This Savory Noodle Salad is proof positive that eating light doesn’t require sacrificing intense flavors one bit. Great for a quick meal, it’s easy to pack up and bring on the go. So easy to prepare, these noodles can be made the day before with the sauce kept in a separate container and you’ve got a nutritious meal that tastes great warm, at room temp or even cold.

Serves 4

14 oz rice stick noodles, soaked in warm water for 1/2 hour
8 oz eggplant, ends trimmed
8 oz cucumber, cut into thin matchsticks
3 scallions, roughly chopped
Few sprigs of cilantro
1 1/2 tablespoons fish sauce
3 tablespoons water
1/2 tablespoon vinegar
1 tablespoon sugar
1/2 tablespoon sambal oelek


Fill a large pot or wok with enough water to submerge the soaked noodles and bring to a vigorous boil on high heat. Add the noodles and boil for just 3 to 4 minutes until noodles are tender. Drain the noodles and set aside to cool.

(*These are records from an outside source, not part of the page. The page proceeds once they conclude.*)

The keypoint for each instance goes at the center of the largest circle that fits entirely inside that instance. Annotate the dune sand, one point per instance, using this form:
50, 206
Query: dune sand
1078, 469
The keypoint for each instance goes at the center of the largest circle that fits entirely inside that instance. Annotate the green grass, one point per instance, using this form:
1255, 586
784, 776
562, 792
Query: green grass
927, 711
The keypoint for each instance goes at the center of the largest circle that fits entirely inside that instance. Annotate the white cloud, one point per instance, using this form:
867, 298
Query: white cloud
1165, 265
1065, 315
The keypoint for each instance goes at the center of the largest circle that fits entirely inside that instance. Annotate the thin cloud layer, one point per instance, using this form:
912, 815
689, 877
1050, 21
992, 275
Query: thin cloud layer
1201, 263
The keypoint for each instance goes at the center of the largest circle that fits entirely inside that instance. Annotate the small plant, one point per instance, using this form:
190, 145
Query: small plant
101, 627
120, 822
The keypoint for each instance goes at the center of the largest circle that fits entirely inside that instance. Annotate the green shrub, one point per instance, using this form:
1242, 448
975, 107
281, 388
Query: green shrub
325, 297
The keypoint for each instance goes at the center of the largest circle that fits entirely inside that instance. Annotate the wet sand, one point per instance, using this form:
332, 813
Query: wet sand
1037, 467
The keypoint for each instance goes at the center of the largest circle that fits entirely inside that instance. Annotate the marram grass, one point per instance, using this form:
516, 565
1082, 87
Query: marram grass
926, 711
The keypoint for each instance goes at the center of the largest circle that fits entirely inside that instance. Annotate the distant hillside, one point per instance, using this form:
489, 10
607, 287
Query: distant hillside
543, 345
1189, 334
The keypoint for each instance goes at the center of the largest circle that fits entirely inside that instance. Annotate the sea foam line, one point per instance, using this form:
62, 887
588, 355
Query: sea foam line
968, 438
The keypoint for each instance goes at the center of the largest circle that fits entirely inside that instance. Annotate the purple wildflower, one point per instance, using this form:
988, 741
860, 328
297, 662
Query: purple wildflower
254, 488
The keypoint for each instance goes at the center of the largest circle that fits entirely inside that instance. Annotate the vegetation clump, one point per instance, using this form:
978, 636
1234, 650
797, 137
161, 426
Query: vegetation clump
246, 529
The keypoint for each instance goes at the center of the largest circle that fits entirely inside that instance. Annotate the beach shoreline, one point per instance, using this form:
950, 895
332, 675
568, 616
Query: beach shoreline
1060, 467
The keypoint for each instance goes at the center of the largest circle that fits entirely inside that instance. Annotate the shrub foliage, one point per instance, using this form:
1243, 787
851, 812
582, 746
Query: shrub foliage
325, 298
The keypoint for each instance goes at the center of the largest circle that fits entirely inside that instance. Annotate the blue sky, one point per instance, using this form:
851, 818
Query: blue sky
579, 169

Cut the eggplant into thin wedges. Heat a skillet or non-stick wok on high heat. Place the eggplant wedges down and dry cook for about 2 to 3 minutes on each side until lightly golden. Set aside to cool.

Add the noodles to a serving bowl. Arrange the eggplant wedges, cucumber sticks, scallions and cilantro on top of the noodles.

In a medium sized bowl, mix all the ingredients for the sauce, stirring until dissolved. Drizzle the sauce over the noodles. Serve immediately.